Technical Background In recent years, video surveillance has been popularized in large and medium cities across the country, and has been widely used in the construction of social security prevention and control systems, and has become a powerful technical means for public security agencies to investigate and solve cases. Especially in mass incidents, major cases and robberies, the evidential clues obtained from video surveillance videos play a key role in the rapid solving of cases. At present, domestic public security agencies mainly use video surveillance videos to find after-crime clues and evidences, and locking in the suspect's identity by comparing the face information of key suspects with personal information in the public security bureau's database. However, there are many restrictive factors in the face information of the suspect in the surveillance video, such as expression information interference, posture interference or shooting illumination interference. Since most of the facial information images in the public security bureau's database are only a single sample of the ID photo, when the facial images interfered by the above-mentioned multiple restrictive factors are subjected to recognition processing, the success rate is greatly restricted, and it is easy to cause missed detections and wrong detections etc.
In recent years, the field of artificial intelligence has been mentioned in the scope of national key construction. This indicates that the combination of artificial intelligence and related industries is an inevitable trend of the country's development towards intelligence, and it is of great significance to promote the development of the industry towards intelligence and automation. The most important thing in the field of artificial intelligence is to design corresponding deep learning network models for different industry tasks. With the increase of computer computing power, the difficulty of network training has been greatly reduced, and the accuracy of network prediction has also been continuously improved. The basic characteristics of deep learning network are strong model fitting ability, large amount of information and high precision, which can meet the different needs of different industries. For the face recognition problem with multiple non-limiting factors, the key issue is how to generate a standard front-facing face image to meet the needs of subsequent face image feature extraction and recognition. At present, it is urgent to solve this problem, design a corresponding and reasonable deep learning network framework, use high-performance computer processing capabilities to train the network, and then generate more standard front-facing face images, improve the accuracy of face matching and reduce the occurrence of false detections during face recognition.
Reference to cited material or information contained in the text should not be understood as a concession that the material or information was part of the common general knowledge or was known in Australia or any other country.
Each document, reference, patent application or patent cited in this text is expressly incorporated herein in their entirety by reference, which means that it should be read and considered by the reader as part of this text.
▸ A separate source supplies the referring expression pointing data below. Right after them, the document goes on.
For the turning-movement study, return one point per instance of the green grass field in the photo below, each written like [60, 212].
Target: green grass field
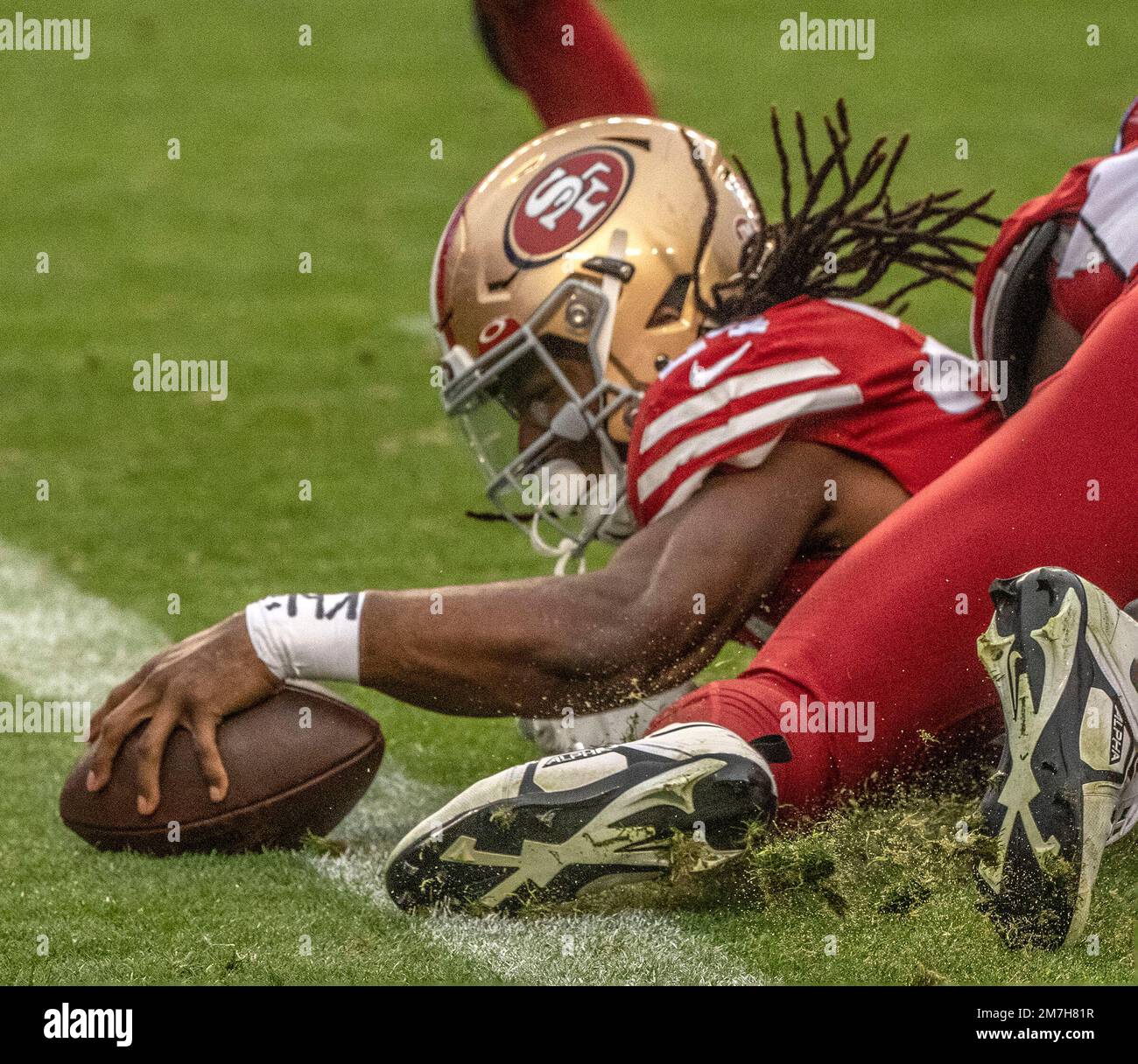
[327, 150]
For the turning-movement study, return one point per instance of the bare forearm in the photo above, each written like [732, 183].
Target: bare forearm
[523, 647]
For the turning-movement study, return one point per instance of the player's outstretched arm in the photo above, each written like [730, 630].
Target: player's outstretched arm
[522, 647]
[657, 613]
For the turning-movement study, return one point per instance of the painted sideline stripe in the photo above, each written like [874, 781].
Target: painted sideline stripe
[60, 642]
[57, 640]
[636, 946]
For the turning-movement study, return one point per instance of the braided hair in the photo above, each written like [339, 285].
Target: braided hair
[841, 248]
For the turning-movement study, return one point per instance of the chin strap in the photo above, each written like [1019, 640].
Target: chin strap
[562, 552]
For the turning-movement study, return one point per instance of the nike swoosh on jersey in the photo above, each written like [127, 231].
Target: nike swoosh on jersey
[701, 377]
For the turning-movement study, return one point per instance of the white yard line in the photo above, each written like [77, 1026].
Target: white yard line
[60, 642]
[629, 947]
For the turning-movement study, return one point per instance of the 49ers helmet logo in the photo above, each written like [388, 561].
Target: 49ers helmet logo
[565, 201]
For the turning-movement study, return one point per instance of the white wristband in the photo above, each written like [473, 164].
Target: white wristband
[307, 636]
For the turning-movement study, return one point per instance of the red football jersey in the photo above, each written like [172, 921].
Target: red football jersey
[1097, 249]
[823, 370]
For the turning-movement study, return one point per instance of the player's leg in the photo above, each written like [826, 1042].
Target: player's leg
[565, 56]
[895, 621]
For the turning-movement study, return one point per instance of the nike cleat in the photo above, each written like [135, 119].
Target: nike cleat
[1062, 657]
[583, 821]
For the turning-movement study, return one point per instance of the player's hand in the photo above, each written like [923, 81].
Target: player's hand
[193, 684]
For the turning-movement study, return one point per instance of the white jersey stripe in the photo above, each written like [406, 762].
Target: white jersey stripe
[657, 474]
[748, 460]
[1112, 209]
[733, 388]
[873, 312]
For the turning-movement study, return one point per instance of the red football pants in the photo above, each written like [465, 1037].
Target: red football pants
[565, 78]
[895, 620]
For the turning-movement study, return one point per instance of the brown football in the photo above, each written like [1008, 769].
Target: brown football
[284, 780]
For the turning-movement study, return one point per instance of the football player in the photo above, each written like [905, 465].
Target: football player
[636, 353]
[1065, 783]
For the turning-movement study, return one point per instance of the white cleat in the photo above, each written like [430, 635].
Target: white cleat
[553, 829]
[1063, 659]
That the document, reference, patent application, or patent cited in this text is not repeated in this text is merely for reasons for conciseness.
Reference numbers and letters appearing between parentheses in the claims, identifying features described in the embodiment(s) and/or example(s) and/or illustrated in the accompanying drawings, are provided as an aid to the reader as an exemplification of the matter claimed. The inclusion of such reference numbers and letters is not to be interpreted as placing any limitations on the scope of the claims.
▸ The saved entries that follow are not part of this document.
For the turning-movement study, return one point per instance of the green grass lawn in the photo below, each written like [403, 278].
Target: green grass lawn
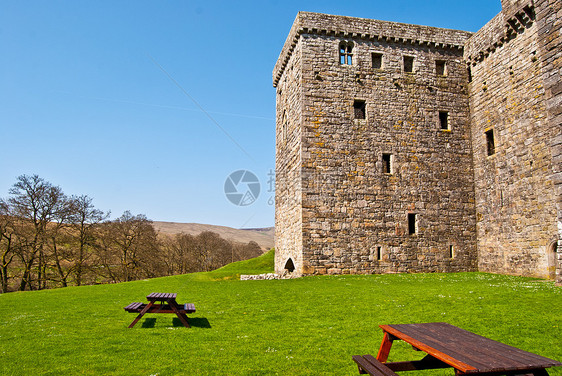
[307, 326]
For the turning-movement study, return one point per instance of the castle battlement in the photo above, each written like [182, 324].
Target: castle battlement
[499, 31]
[367, 30]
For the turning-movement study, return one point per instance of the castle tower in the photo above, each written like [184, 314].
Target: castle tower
[374, 164]
[516, 115]
[405, 148]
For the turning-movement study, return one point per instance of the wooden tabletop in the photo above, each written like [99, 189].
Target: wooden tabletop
[162, 296]
[466, 351]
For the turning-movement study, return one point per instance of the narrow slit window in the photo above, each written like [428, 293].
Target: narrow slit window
[376, 59]
[412, 225]
[490, 143]
[440, 68]
[346, 53]
[387, 163]
[444, 120]
[359, 109]
[408, 64]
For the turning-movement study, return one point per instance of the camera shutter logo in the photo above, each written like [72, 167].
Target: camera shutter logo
[242, 188]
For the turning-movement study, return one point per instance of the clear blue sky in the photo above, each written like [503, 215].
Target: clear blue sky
[98, 96]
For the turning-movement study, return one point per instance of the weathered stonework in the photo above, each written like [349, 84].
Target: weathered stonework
[380, 169]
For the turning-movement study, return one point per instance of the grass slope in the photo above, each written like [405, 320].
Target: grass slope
[307, 326]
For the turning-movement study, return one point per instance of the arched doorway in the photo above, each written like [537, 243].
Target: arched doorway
[551, 259]
[289, 265]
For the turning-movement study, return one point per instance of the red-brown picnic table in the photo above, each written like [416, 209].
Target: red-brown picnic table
[161, 302]
[449, 346]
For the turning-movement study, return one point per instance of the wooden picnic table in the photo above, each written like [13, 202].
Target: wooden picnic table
[449, 346]
[167, 304]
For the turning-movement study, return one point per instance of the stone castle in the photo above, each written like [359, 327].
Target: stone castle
[405, 148]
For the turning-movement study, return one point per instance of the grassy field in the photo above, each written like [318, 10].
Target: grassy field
[307, 326]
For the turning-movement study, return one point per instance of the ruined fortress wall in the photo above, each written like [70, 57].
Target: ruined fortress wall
[515, 192]
[355, 215]
[549, 27]
[288, 199]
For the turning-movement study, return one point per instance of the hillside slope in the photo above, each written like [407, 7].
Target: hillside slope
[262, 236]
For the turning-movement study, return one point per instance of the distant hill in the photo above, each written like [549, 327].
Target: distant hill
[262, 236]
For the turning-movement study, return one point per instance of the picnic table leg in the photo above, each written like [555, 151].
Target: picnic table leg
[141, 314]
[182, 316]
[384, 350]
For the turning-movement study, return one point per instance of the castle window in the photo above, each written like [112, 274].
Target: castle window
[412, 224]
[444, 120]
[490, 144]
[346, 53]
[376, 59]
[359, 109]
[440, 68]
[408, 64]
[387, 163]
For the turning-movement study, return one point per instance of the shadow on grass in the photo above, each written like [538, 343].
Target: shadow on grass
[197, 322]
[149, 323]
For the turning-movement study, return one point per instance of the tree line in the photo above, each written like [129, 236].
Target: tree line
[49, 239]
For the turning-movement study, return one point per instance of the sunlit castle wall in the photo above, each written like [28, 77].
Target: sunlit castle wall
[377, 139]
[514, 63]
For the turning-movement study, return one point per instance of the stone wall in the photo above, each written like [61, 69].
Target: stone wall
[549, 27]
[362, 149]
[354, 215]
[515, 193]
[288, 199]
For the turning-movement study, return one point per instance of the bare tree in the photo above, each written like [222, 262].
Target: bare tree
[35, 202]
[84, 220]
[135, 240]
[7, 245]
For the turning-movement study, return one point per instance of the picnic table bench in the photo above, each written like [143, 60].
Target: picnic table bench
[449, 346]
[167, 304]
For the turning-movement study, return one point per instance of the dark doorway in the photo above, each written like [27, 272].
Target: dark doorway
[289, 265]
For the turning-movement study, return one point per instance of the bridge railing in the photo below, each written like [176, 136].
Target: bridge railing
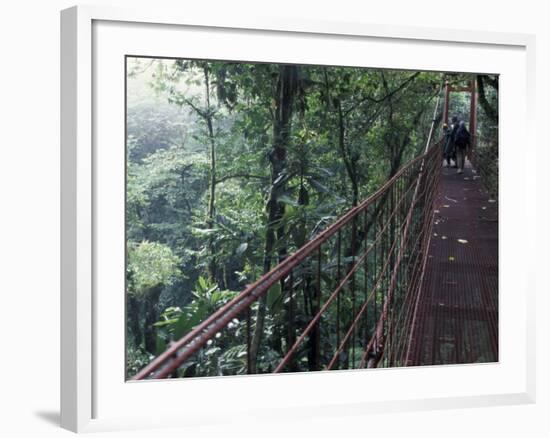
[347, 297]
Throughout the specification and claims, unless the context requires otherwise, the word "comprise" or variations such as "comprises" or "comprising", will be understood to imply the inclusion of a stated integer or group of integers but not the exclusion of any other integer or group of integers.
Summary of the Invention The present invention addresses above-mentioned shortcomings in the prior art, and provide a standard face generation method based on a generative adversarial mechanism and an attention mechanism, and use a deep learning network framework to design related models, thereby obtaining a more standard front-facing face image, laying a solid foundation for subsequent face feature extraction and single sample face recognition.
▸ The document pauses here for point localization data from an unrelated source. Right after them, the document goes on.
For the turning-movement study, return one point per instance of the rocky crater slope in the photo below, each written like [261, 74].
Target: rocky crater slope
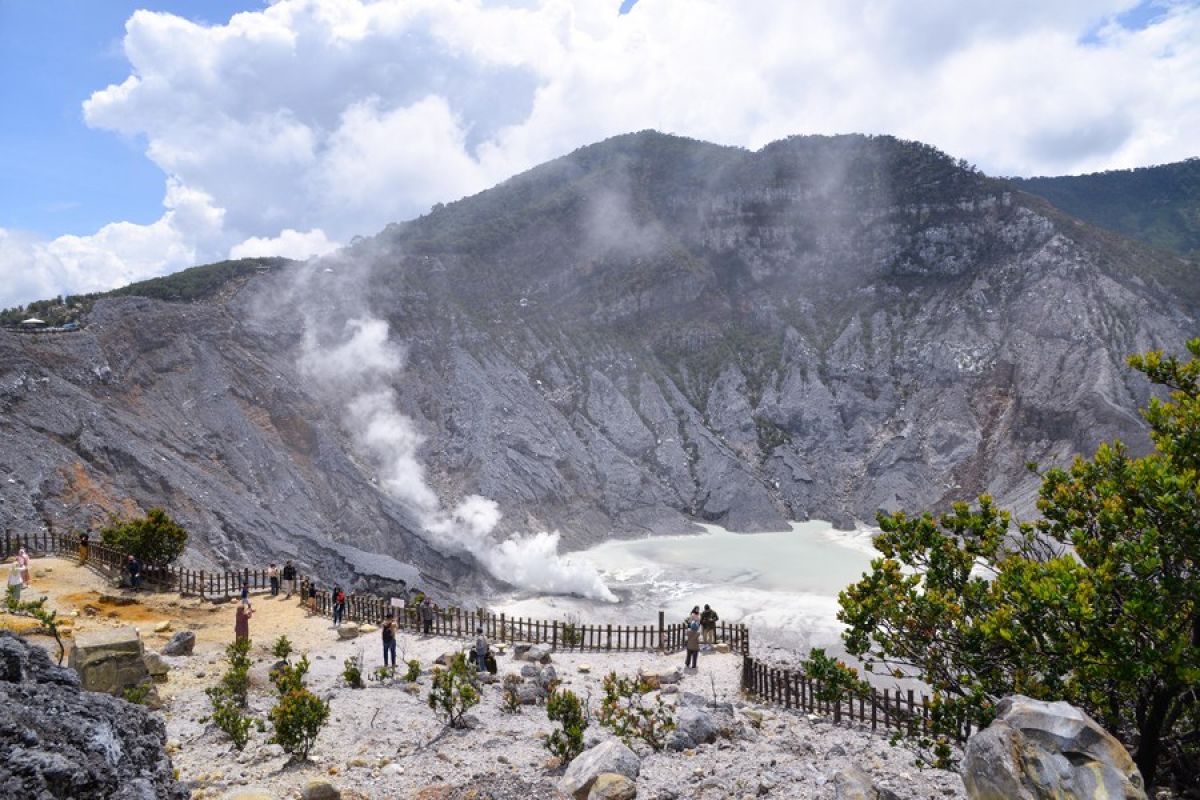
[59, 741]
[645, 332]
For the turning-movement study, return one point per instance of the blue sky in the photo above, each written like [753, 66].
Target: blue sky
[306, 124]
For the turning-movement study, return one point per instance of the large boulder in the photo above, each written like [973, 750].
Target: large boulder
[60, 743]
[180, 644]
[109, 661]
[1036, 750]
[694, 727]
[610, 756]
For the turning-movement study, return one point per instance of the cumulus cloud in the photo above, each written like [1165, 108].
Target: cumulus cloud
[343, 115]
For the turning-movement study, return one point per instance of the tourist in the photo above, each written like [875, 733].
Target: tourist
[693, 657]
[133, 566]
[708, 625]
[23, 566]
[15, 583]
[426, 617]
[241, 623]
[339, 606]
[389, 642]
[289, 578]
[480, 650]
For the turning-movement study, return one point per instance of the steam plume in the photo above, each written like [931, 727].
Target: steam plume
[360, 367]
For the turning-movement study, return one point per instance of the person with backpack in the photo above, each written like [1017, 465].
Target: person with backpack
[339, 606]
[708, 625]
[289, 578]
[426, 615]
[480, 650]
[133, 566]
[693, 642]
[389, 642]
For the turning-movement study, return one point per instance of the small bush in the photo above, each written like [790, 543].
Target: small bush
[510, 701]
[298, 717]
[282, 648]
[352, 672]
[229, 716]
[289, 678]
[624, 711]
[137, 695]
[454, 691]
[564, 707]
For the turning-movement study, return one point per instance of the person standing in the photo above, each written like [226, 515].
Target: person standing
[133, 566]
[23, 566]
[389, 642]
[480, 650]
[427, 617]
[289, 579]
[693, 657]
[708, 625]
[241, 621]
[339, 606]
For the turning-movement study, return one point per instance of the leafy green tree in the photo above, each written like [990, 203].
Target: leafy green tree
[564, 707]
[454, 691]
[155, 539]
[1097, 602]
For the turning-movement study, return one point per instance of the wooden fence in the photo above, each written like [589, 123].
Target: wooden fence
[894, 710]
[450, 621]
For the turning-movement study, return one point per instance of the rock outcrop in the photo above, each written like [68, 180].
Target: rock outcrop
[109, 660]
[60, 743]
[1042, 751]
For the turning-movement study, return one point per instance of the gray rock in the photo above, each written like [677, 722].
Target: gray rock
[1036, 750]
[180, 644]
[610, 756]
[65, 744]
[109, 660]
[694, 727]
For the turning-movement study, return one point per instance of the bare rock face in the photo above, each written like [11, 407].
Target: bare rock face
[1042, 751]
[60, 743]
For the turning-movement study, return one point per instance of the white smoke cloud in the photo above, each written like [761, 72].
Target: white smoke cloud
[345, 115]
[359, 367]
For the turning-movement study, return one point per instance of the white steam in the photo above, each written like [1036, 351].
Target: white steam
[360, 367]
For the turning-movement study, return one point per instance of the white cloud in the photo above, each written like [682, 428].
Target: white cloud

In an embodiment, the invention provides A standard face generation method based on a generative adversarial mechanism and an attention mechanism, characterized in that, the generation method comprises the following steps: Si. a data construction, collecting face data, constructing a face code with multiple non-limiting factors for each face image, then classifying the face data; wherein the non-limiting factors comprise face expression factors, face posture factors and shooting illumination factors; an encoded face image
forms an information unit U ={L,, E, A,} , comprising an 8-bit illumination code L, an 8-bit
expression code E, and a 19-bit posture code A, ;
S2. establishing a network model based on the generative adversarial mechanism and the attention mechanism; the network model comprises three sub-networks, each correspond to an image generator sub-network for generating a standard face, a model discriminator sub-network for discriminating generated results, and an image restoration network for restoring the generated results; first, using the image generator sub-network and the attention mechanism to generate a standard face on an input face image; then, using the model discriminator sub-network to discriminate the generated image, finally, constructing an image restoration network, restoring the generated image, and comparing a restoration result with the input image to optimize constraints of the network model; S3. a model training, using the information unit U = {L, E , A,} as an input to optimize outputs of the image generator sub-network, the model discriminator sub-network, and the image restoration sub-network, and labeling similarities, to achieve a convergence of the network model based on the generative adversarial mechanism and the attention mechanism; S4. a model prediction, extracting an face image in an actual image as an input of the network model, finally obtaining a standard front face image output by controlling the information unit U ; wherein the face expression factors are divided into eight situations, namely happy, angry, sad, contemptuous, disappointed, scared, surprised and natural; a face expression is encoded as E =(E 1 , E 2 ,..., E8 ), where E represents thel-th expression, l= 0, 1, 2, ... , 8, its value is [0,1],
Ea = (0, 0,...,1) means a natural expression;
the face illumination factors are divided into eight situations, namely front illumination, left illumination, right illumination, front left illumination, front right illumination, left right illumination, no illumination, and full illumination; illumination information of the face is encoded as
L, =(L 1, 2,..., L ), where L, represents the n-th illumination situation, its value is [0,1], L, = (0, 0,...,1) represents full illumination image information;
the face posture factors are divided into 19 situations, namely left 900, left 80, left 70, left 60, left
, left 400, left 300, left 200, left 10, front face, right 10, right 20, right 30, right 40, right 50,
right 60, right 700, right 800, right 900; posture information of the face is encoded as
, =(A, A 2 ,9 ., A , 19 ), where Am represents the m-th face pose, m = 0, 1, 2, ..., 19, its
value is [0,1], A, =(0,0,...,1) represents front posture information.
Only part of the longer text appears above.